Im Rahmen des Projekts „Gesundes Tal“ kommen nun zusätzlich fünf sogenannte AQMesh-Sensoren zum Einsatz. Sie messen die Luftqualität gezielt an Orten, an denen sich Menschen regelmäßig über einen längeren Zeitraum aufhalten – beispielsweise auf Spielplätzen, Schulhöfen oder öffentlichen Plätzen. Für viele dieser Orte lagen bislang keine Messdaten vor.

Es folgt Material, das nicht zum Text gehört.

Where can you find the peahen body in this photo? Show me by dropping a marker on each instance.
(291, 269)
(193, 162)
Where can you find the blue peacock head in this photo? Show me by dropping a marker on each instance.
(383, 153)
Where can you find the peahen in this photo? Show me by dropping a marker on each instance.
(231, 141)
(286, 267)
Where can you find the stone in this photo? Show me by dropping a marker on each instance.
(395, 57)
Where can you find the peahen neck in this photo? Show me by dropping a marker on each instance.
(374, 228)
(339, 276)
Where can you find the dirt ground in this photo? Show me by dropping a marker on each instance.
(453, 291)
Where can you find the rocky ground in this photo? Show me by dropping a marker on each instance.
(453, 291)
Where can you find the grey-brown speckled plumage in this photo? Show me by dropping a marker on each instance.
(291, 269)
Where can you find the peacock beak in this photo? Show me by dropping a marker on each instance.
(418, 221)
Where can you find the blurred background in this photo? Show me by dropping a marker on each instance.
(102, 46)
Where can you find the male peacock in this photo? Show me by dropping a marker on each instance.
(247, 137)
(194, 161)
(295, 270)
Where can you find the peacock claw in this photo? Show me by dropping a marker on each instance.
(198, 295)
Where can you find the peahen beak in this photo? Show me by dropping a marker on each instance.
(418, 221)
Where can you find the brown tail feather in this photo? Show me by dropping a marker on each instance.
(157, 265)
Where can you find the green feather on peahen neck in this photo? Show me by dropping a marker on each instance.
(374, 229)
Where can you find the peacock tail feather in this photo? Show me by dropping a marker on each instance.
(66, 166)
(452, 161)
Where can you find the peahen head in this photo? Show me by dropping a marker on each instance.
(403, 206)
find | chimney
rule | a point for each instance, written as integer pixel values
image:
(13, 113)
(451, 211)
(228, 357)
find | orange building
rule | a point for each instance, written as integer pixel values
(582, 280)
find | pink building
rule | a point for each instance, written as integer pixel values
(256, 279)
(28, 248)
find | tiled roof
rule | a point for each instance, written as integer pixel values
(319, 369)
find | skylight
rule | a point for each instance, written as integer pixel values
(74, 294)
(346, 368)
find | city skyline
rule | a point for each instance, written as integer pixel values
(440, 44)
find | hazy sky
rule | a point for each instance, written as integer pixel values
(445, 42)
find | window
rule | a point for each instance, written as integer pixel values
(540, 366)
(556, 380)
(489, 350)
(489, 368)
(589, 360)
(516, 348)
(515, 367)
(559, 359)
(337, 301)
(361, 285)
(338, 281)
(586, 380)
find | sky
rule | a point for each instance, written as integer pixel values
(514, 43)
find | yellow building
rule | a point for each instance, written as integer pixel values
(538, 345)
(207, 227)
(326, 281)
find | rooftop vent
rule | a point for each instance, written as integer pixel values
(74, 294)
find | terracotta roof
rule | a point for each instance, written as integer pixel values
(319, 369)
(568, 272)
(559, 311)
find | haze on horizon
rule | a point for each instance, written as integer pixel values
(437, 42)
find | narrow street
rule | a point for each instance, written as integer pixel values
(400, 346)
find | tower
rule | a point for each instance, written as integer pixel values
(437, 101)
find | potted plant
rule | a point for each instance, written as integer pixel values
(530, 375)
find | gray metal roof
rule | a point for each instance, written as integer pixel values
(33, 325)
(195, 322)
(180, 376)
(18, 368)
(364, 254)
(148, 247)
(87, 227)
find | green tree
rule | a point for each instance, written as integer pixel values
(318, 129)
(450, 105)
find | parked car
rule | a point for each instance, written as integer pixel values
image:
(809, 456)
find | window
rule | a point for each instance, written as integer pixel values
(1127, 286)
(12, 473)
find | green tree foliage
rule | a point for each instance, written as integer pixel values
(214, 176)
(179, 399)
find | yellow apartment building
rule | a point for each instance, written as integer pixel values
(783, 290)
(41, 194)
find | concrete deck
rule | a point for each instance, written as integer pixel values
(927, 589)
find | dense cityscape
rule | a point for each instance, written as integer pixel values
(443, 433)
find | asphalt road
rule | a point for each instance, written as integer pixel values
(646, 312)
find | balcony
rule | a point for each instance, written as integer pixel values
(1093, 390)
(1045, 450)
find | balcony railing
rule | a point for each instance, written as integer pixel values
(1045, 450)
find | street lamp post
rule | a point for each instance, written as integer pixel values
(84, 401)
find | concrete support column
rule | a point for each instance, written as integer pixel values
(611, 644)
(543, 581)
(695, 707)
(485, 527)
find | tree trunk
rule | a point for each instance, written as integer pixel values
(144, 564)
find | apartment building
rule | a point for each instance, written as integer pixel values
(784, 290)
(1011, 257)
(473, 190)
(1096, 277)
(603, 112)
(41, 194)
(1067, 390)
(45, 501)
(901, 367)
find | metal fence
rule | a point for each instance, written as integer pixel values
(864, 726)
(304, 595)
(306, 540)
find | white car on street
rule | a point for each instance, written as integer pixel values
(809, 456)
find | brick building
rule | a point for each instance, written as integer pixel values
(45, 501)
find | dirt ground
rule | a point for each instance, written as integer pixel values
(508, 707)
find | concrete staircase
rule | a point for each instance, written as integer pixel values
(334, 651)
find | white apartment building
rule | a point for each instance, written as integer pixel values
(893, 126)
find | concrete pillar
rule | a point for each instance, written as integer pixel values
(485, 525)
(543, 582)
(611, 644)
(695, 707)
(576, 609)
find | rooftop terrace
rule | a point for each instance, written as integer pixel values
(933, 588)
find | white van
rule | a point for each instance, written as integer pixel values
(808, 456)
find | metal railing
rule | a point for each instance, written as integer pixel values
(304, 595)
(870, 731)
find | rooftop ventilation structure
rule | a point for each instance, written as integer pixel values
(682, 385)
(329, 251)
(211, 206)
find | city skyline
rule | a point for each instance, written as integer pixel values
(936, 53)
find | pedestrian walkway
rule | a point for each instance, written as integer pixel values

Die ersten drei Sensoren wurden jetzt im Umfeld des Spielplatzes an der Matthäusstraße, auf dem Wichlinghauser Markt und im Wuppertaler Zoo installiert. Zwei weitere Sensoren folgen in Kürze auf einem Schulhof sowie in einer Kleingartenanlage.
Die Messdaten werden künftig an die Urbanen Datenplattform (UDP) der Stadt gesendet und verarbeitet. Sie helfen dabei, Maßnahmen für eine bessere Luftqualität in Wuppertal gezielt weiterzuentwickeln.
Der Ausbau der Sensoren ist im Rahmen des „Digitalen Schattens“ entstanden, ein Teilprojekt von „Gesundes Tal“. Ziel des Projekts ist es, städtische Daten besser miteinander zu vernetzen und für Planungs- und Entscheidungsprozesse nutzbar zu machen. So können Maßnahmen in den Bereichen Umwelt, Gesundheit und Stadtentwicklung künftig noch gezielter und auf einer fundierten Datengrundlage entwickelt werden.